Intervenuto nella trasmissione di InfoCilento, Palazzo di Città, il consigliere comunale del gruppo SiamoSapri, Nicodemo Giudice, ha evidenziato delle falle negli interventi, al netto dei fenomeni ondosi delle scorse settimane, di un’entità tale da arrecare danni in varie parti del sud Italia.
La situazione a Sapri
A Sapri la spiaggia ha perso centimetri, sabbia e detriti sono finiti sul Lungomare sulla SS18. Ora l’Ente è chiamato ad intervenire per ricostituire il tratto sabbioso.

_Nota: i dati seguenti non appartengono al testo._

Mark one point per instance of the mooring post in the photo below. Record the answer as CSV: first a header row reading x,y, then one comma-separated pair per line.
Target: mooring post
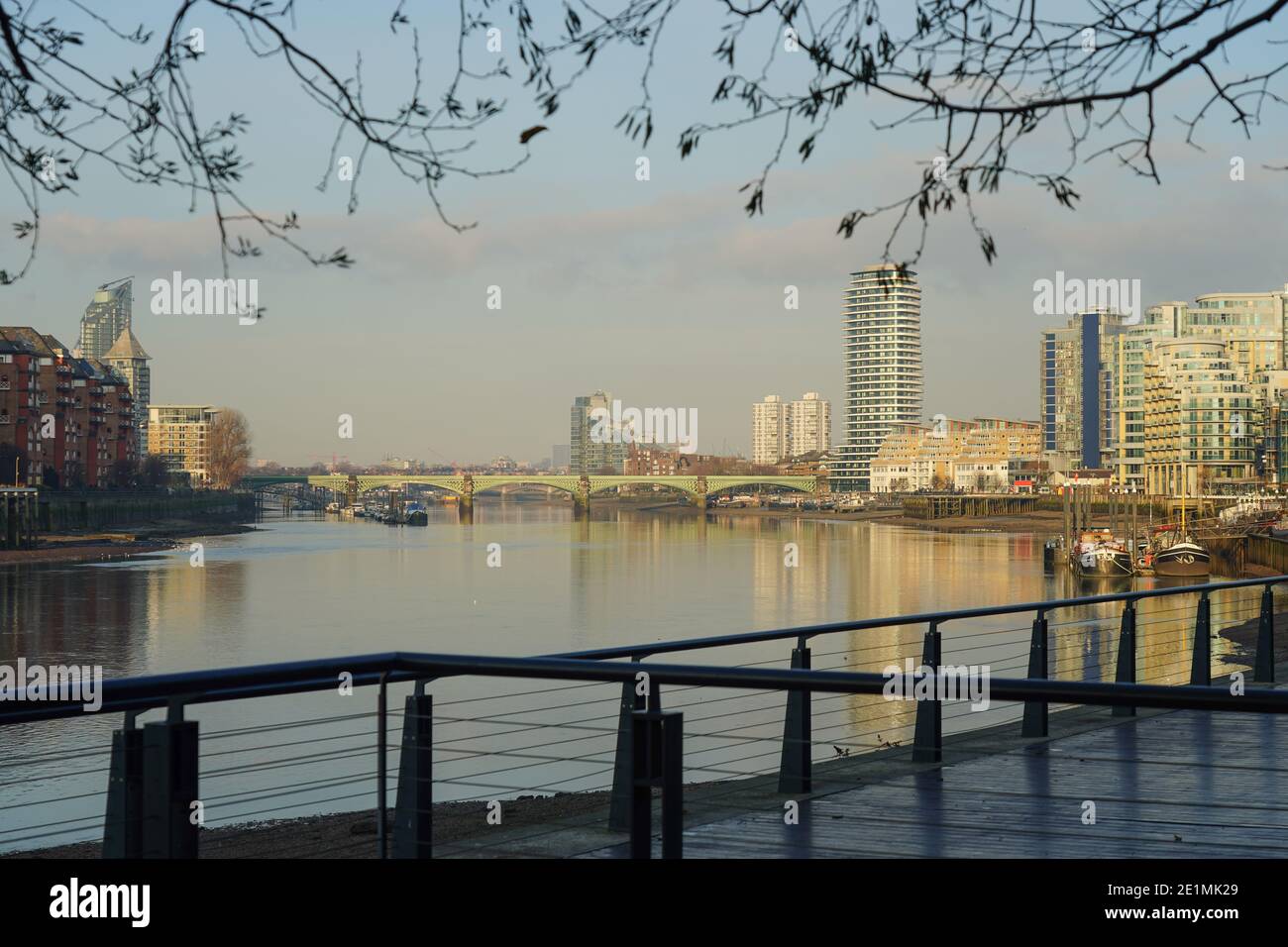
x,y
1035,711
619,804
170,753
795,766
927,744
1201,668
123,823
1263,671
657,762
413,809
1126,672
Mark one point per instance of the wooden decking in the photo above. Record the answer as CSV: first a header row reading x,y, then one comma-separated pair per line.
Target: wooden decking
x,y
1179,785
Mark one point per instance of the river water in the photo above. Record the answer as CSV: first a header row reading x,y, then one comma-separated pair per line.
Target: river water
x,y
304,586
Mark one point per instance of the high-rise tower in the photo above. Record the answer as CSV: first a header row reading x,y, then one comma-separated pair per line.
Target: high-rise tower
x,y
106,317
883,368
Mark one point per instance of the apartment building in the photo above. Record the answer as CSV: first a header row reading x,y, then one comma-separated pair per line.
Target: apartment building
x,y
180,434
63,420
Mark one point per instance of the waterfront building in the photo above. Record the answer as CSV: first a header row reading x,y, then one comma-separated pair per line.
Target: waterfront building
x,y
975,455
1250,325
881,315
1197,405
106,317
1076,389
809,425
129,359
60,416
585,454
180,434
769,431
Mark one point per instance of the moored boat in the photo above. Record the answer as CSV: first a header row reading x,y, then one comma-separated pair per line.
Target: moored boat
x,y
1184,558
1098,556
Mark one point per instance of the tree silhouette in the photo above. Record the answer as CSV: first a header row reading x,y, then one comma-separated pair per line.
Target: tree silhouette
x,y
987,75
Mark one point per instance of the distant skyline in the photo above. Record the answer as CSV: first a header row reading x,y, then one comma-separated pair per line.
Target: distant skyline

«Siamo stati sempre scettici sull’iniziativa che non doveva impattare sull’ambiente ma lo ha fatto comunque perché oggi la spiaggia non c’è più. Bisogna ricrearla», ha detto Giudice.
Anche i pennelli realizzati che avrebbero dovuto limitare il fenomeno erosivo non avrebbero dato i frutti sperati: «oggi i dati ci dicono che la spiaggia non c’è più».
Giudice, infine, rivendica l’attenzione che la minoranza ha sempre avuto sul tema, che ancora oggi resta alta: «Abbiamo chiesto di fornirci tutta la documentazione sui lavori, come sono stati eseguiti, come è stato modificato il progetto e quali sono i costi, non solo quelli preventivati ma anche quanto realmente speso».